The Pittsburgh Press,

April 3, 1909

On April 1, 1909, Hugh would leave work at his usual time and head to the bank to withdraw $50. What he did after that is not known for sure, even to this day, but at some point, he would go to the dock where his boat was located and set off down the Ohio River. Later that evening, he was spotted by a local, A.G. Bone, standing on the front of the boat and firing rounds into the water. Mr. Bone noted that the boat looked a little unsteady, but otherwise there wasn't anything wrong.

Late in the evening, two men who were sailing down the river near Merrill, Pennsylvania spotted what appeared to be an empty boat floating with the current. Sailing over the investigate, they climbed aboard and found the body of a young man, laying on his back, with a gun in his hand and a bullet wound in his right temple. He appeared to have only just passed away and the men hurried back to shore to alert authorities.

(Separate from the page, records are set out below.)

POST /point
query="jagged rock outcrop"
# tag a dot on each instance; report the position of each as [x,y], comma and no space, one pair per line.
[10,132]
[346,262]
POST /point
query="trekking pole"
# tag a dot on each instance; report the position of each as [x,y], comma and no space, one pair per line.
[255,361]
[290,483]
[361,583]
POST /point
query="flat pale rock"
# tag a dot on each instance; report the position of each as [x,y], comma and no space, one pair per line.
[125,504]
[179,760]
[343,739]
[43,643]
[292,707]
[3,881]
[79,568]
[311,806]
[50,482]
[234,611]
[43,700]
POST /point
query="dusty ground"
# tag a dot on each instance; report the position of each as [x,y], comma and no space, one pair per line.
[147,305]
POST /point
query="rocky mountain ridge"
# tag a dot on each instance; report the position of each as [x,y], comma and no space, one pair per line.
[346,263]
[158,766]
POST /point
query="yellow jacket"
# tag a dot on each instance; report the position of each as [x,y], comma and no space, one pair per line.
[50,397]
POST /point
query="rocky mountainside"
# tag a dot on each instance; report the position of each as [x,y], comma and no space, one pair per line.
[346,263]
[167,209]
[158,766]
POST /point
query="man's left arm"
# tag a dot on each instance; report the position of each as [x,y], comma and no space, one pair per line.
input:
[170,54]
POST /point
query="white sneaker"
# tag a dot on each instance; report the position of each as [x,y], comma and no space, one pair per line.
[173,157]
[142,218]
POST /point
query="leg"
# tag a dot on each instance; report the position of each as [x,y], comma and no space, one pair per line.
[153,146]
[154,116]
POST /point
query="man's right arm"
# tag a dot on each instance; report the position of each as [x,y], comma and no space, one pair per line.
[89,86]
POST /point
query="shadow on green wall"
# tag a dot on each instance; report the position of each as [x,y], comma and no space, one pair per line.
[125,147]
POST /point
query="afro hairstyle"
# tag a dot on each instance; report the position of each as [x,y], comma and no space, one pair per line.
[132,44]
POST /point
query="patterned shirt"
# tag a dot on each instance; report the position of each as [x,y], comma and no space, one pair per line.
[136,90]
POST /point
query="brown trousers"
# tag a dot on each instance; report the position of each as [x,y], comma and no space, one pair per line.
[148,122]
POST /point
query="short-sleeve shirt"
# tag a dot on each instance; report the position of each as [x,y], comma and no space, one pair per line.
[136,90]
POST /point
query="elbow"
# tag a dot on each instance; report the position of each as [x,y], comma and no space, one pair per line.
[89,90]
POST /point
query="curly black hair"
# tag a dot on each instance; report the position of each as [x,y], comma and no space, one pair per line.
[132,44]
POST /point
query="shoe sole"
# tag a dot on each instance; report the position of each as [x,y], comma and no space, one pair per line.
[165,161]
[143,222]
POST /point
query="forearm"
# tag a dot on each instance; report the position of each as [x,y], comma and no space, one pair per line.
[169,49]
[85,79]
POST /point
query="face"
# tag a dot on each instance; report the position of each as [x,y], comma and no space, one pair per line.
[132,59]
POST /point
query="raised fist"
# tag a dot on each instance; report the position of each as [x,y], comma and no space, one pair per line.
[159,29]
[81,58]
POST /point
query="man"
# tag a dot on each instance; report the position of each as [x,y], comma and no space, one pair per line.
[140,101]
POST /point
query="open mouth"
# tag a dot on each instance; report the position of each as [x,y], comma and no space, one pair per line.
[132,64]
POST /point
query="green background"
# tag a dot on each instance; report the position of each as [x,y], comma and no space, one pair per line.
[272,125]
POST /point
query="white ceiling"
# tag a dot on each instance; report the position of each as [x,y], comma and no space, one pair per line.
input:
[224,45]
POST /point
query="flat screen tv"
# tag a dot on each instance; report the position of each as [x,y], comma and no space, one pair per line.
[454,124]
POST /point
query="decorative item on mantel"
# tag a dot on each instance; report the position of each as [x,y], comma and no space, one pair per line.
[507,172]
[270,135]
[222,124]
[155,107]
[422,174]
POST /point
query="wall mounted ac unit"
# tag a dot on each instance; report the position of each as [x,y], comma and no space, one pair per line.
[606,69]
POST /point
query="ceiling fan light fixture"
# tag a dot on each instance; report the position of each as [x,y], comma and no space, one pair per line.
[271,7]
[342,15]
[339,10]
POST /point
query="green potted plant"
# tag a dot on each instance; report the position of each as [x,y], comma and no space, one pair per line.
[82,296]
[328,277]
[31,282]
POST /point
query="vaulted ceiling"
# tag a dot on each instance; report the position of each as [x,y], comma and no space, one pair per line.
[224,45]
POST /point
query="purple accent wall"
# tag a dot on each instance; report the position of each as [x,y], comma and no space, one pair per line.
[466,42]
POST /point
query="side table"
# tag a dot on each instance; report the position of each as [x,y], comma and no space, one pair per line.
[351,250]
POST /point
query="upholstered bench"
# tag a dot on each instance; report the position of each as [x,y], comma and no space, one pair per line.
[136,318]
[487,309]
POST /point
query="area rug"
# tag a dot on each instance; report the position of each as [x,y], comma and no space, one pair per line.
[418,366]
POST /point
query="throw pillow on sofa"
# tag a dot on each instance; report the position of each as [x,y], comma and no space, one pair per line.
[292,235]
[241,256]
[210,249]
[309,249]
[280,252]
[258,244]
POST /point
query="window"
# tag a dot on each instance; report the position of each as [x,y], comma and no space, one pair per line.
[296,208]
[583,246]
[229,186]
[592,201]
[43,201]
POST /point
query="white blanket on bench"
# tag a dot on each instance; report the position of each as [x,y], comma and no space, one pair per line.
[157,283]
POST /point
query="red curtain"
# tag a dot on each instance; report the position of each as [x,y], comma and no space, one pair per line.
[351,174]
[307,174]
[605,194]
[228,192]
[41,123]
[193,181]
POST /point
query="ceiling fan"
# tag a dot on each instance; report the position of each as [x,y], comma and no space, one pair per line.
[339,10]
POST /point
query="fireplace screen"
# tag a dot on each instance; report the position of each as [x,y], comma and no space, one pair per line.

The body would be removed from the boat and taken to the coroner's office to be identified. Police would find his shirt pocket had the initials "H.M.A." embroidered on it and there was a letter with The Atlantic Refining Company's letterhead on it addressed to Hugh M. Alexander. Using this information, they were able to visit his employer and get his home address, tracking down his mother to verify what they already suspected.

Hugh Alexander Death Cert.png

Hulda Alexander (now Mrs. James Quinn) was able to confirm, first over the phone and then in person, that the body was that of her son. The police and the coroner both agreed that the most likely cause of death was suicide, but Hulda vehemently disagreed, pointing out that her son was seemingly very happy and had even made plans for that summer. Her theory was that he had fallen down while handling the revolver and accidentally shot himself. She said he was not yet familiar with the way the gun worked and would have been more likely to accidentally fire it then to turn it on himself.

Hulda would also state that her son had been paid just before he had died and had taken out $50 that would have been on him. When his body was found, there was only 35 cents in his pocket. This adds the possibility of robbery to the mix as the money was never accounted for.


Mrs. Quinn would have her son's body taken back to be buried next to his father in Farmer Cemetery, near the small town of Farmer, Ohio. Whatever truly happened to him has been lost to time, but one thing that is certain is that his life was ended far too soon.

Reporting from The Pittsburgh Press on April 2, 1909 about the apparent suicide of Hugh Alexander.
A clipping from The Pittsburgh Press on April 3, 1909 discussing the mother of Hugh Alexander saying her son did not kill himself.
A news story from The Tribune in Hicksville, Ohio on April 8, 1909 discussing the possible murder of Hugh Alexander.

Newspapers ran several different stories, with speculation about what happened ranging from suicide to murder to Hugh's mother's explanation that it was an accident. It is definitely interesting to read the different thoughts from the time and speculate as to what actually happened on that day.

The "SUICIDE" headline is from the Pittsburgh Press on April 2, 1909.

"APPARENT MURDER" is the headline in The Tribune, out of Hicksville, Ohio on April 8, 1909.

"She Still Maintains" was another headline from The Pittsburgh Press, this one on April 3, 1909.